I checked for 120 volts on the connectors which directly attach to the ignitor (off of the control board) and got 118-120 volts each time it tried to light. But when I checked for ohms on the other end of the connector (the igniter side) it gave an open reading, no ohns, no continuity. So I am hopeful that the control board is good (because it provites the expected volts) and that it is just the igniter which is bad since no coninuity would mean a "crack."Now where to find a reasonablly priced igniter on a sunday evening.  Is this something I could pick up at grainger tomorrow, or do I have to order from a carrier dealer? 

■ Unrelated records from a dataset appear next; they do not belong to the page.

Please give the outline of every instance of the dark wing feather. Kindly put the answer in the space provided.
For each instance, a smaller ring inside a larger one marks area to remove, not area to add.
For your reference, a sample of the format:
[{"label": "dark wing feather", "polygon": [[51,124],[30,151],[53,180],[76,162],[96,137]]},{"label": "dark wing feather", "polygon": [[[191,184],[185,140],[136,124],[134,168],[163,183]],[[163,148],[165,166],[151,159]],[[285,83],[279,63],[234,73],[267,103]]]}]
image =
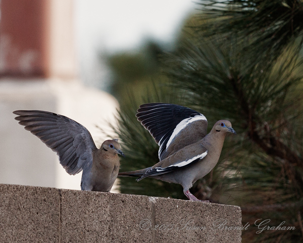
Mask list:
[{"label": "dark wing feather", "polygon": [[[205,116],[189,108],[162,103],[144,104],[139,107],[136,116],[160,146],[160,160],[207,134]],[[186,127],[189,124],[191,129]],[[180,127],[183,128],[179,131]]]},{"label": "dark wing feather", "polygon": [[137,181],[145,177],[168,173],[181,168],[185,168],[203,159],[208,153],[202,144],[196,143],[177,151],[173,155],[160,161],[146,171]]},{"label": "dark wing feather", "polygon": [[92,163],[96,147],[89,132],[66,116],[41,110],[16,110],[19,124],[57,152],[60,164],[70,175],[82,170]]}]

Thanks for the help folks!


----------



## yuri (Nov 29, 2008)

Not sure. It is however a huge pain in the arze to replace if your venting goes out the right side of the furnace. _*VERY*_ easy to crack/break the new igniter as it is held in place with a spring clip. If you damage the red gasket for it then you can have ignition problems. I would recommend you get a Carrier tech to replace it. I have replaced dozens of them and hated every one.


----------



## A2Mich (Mar 22, 2010)

So, were you able to get your ignitor replaced? If you buy one at a hardware store, they will usually just have lead wires and some ceramic wire nuts in the package, where you have to cut off and reuse the old plug. The OEM Norton igntiors LH33ZS004 have the Carrier molex plug on them. The easy way to change them is to NOT remove the entire spring clip from the burner box, but to GENTLY pry open the spring clips on the bottom that actually hold the ignitor in place, pull the old ignitor out while holding the clip assembly in place, install the new one. And if it's a 40 or 60K BTU furnace.....good luck.....those aren't easy ANYWAY you do it.


----------